Why is it important whether the recession lasted from February through April only (one V), whether we left the recession in April/May but enter a new now (two Vs, i.e. VV), or whether we are still in the recession, but economic growth was high during Q3 but expected to be low during Q4 and possibly Q1 2021, i.e. W? The reason is that it influences how we should think of recessions and financial markets during recessions.
Historically, stock markets have suffered during recessions. This recession started in February. Since then, the US stock market has gained 10%, seemingly in contrast to its usual behavior during recessions. Economic activity bottomed out in late April, though. The US stock market lost 14% from February through April. Since then, it has returned more than 25%. So, whether you conclude that the stock market has suffered during this recession or not depends on your favorite definition of when the recession ended, if at all until today.
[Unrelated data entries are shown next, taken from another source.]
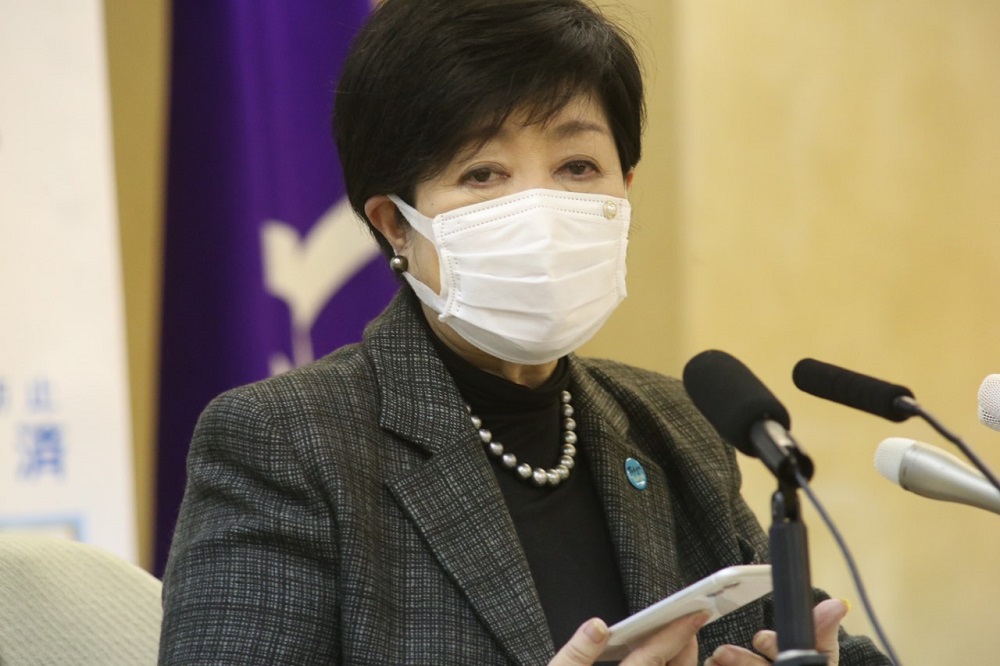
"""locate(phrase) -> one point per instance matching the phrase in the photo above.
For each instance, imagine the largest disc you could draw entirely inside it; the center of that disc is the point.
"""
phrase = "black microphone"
(890, 401)
(745, 413)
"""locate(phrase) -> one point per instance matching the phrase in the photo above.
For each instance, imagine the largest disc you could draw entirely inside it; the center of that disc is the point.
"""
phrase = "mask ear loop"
(425, 227)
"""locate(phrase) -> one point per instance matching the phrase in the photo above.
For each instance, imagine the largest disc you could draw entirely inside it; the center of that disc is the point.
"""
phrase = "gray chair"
(64, 602)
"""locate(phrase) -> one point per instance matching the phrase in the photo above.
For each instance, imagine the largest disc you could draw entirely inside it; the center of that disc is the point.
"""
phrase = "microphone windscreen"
(989, 402)
(731, 397)
(851, 388)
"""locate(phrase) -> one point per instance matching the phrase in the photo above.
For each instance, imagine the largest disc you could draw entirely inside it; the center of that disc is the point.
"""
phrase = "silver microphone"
(989, 402)
(931, 472)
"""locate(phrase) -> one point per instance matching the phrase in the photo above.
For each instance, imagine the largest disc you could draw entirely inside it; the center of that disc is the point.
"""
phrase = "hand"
(827, 616)
(673, 645)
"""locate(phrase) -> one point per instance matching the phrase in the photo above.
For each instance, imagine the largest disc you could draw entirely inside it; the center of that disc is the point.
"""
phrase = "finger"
(668, 644)
(828, 615)
(731, 655)
(585, 646)
(688, 656)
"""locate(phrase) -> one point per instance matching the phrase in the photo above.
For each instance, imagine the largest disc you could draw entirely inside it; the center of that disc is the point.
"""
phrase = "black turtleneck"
(562, 529)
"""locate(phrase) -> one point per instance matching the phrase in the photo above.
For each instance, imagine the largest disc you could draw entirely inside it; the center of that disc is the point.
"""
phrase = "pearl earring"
(399, 264)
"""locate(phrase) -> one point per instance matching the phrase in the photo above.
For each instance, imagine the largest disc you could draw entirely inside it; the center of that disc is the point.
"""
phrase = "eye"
(482, 175)
(580, 168)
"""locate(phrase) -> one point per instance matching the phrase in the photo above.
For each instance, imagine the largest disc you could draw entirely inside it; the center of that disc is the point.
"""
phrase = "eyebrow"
(574, 127)
(564, 130)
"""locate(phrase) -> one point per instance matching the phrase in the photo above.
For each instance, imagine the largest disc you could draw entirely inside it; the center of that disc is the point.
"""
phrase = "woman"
(460, 488)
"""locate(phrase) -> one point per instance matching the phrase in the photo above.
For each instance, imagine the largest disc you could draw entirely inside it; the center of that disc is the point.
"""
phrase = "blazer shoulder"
(623, 379)
(342, 380)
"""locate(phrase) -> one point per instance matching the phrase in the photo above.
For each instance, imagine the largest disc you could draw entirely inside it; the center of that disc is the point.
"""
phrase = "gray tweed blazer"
(345, 512)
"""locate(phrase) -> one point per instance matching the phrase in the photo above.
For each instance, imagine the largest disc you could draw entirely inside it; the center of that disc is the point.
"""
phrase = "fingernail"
(762, 641)
(596, 630)
(721, 656)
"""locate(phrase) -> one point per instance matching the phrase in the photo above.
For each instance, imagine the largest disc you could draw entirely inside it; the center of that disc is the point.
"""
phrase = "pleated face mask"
(528, 277)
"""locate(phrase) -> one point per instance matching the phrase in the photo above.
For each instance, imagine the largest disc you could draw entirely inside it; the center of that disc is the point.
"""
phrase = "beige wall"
(820, 180)
(138, 42)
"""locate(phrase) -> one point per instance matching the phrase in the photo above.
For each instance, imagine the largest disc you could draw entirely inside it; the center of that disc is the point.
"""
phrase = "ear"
(383, 215)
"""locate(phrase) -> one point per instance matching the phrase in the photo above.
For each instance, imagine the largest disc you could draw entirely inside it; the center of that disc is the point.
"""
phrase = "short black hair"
(424, 78)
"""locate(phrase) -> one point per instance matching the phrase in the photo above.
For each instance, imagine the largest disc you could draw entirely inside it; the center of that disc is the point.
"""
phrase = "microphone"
(745, 413)
(989, 402)
(931, 472)
(890, 401)
(823, 380)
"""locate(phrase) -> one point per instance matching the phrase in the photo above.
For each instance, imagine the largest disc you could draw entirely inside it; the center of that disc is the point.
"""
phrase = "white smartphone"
(721, 592)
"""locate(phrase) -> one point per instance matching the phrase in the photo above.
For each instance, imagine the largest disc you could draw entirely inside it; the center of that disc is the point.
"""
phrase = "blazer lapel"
(453, 498)
(641, 522)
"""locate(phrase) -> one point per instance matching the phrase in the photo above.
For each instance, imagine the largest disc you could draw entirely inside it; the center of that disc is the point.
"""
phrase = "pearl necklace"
(539, 476)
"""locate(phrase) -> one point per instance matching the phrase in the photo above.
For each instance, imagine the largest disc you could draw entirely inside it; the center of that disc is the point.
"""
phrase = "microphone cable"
(851, 565)
(732, 399)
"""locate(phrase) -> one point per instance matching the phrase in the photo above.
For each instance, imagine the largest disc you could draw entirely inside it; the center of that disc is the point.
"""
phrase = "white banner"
(65, 446)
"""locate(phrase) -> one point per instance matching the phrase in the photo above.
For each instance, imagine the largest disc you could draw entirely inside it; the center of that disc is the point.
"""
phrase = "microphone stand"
(793, 597)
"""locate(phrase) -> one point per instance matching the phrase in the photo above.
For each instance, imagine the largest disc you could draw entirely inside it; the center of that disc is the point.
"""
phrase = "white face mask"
(528, 277)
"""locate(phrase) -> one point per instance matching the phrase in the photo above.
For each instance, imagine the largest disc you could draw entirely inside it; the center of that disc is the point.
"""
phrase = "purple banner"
(265, 266)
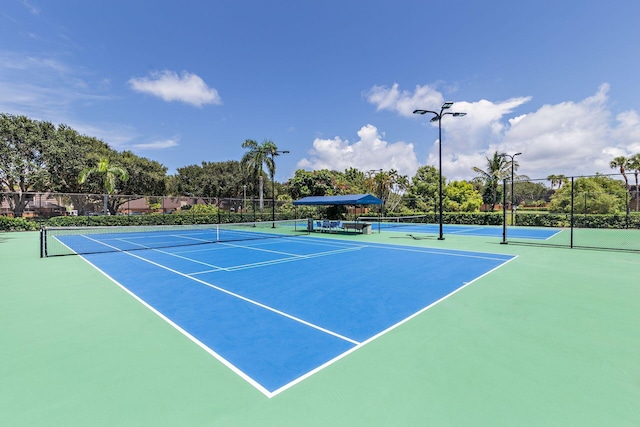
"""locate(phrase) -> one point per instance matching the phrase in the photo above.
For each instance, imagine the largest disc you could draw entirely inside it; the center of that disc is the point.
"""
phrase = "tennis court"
(275, 310)
(524, 335)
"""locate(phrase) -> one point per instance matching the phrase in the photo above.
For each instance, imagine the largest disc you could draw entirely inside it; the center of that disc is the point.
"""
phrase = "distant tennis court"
(416, 226)
(276, 310)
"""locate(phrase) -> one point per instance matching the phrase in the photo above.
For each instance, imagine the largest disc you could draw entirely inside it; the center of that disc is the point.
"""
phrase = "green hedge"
(579, 220)
(475, 218)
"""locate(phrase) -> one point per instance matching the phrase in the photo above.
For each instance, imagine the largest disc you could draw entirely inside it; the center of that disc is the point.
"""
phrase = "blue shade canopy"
(351, 199)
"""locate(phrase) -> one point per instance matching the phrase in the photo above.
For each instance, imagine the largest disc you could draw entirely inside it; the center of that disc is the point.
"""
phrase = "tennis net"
(56, 241)
(397, 221)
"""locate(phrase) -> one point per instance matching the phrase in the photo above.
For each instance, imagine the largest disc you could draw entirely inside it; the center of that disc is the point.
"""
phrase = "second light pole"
(274, 153)
(438, 118)
(512, 179)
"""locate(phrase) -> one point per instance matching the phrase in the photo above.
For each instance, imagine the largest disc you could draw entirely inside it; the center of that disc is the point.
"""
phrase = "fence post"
(504, 212)
(572, 211)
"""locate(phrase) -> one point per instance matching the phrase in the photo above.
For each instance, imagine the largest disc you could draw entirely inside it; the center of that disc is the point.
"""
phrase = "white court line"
(357, 345)
(249, 300)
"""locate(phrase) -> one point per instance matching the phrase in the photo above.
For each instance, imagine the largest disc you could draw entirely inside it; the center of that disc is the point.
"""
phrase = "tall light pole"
(438, 118)
(512, 173)
(274, 153)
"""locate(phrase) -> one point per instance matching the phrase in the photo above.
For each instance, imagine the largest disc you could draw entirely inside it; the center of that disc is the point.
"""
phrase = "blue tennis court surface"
(277, 310)
(470, 230)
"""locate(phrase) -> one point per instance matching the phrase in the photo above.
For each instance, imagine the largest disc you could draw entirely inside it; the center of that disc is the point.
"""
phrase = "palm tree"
(633, 163)
(109, 173)
(254, 159)
(622, 163)
(498, 168)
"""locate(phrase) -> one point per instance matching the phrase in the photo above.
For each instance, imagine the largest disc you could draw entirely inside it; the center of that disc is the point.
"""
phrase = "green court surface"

To get the official answer, we have to wait for the NBER Business Cycle Dating Committee.
For the future path of the stock market, the question will be how the number of new infections develop and their impact on economic activity.
For the history books, i.e. for the conclusion of whether the stock market performed surprisingly well during this recession or not, the question is whether the recession ended in April or hasn’t ended yet. Did we have one V from February through April, do we get a new V now, so this ends up being VV, or are we still in the recession, i.e. W?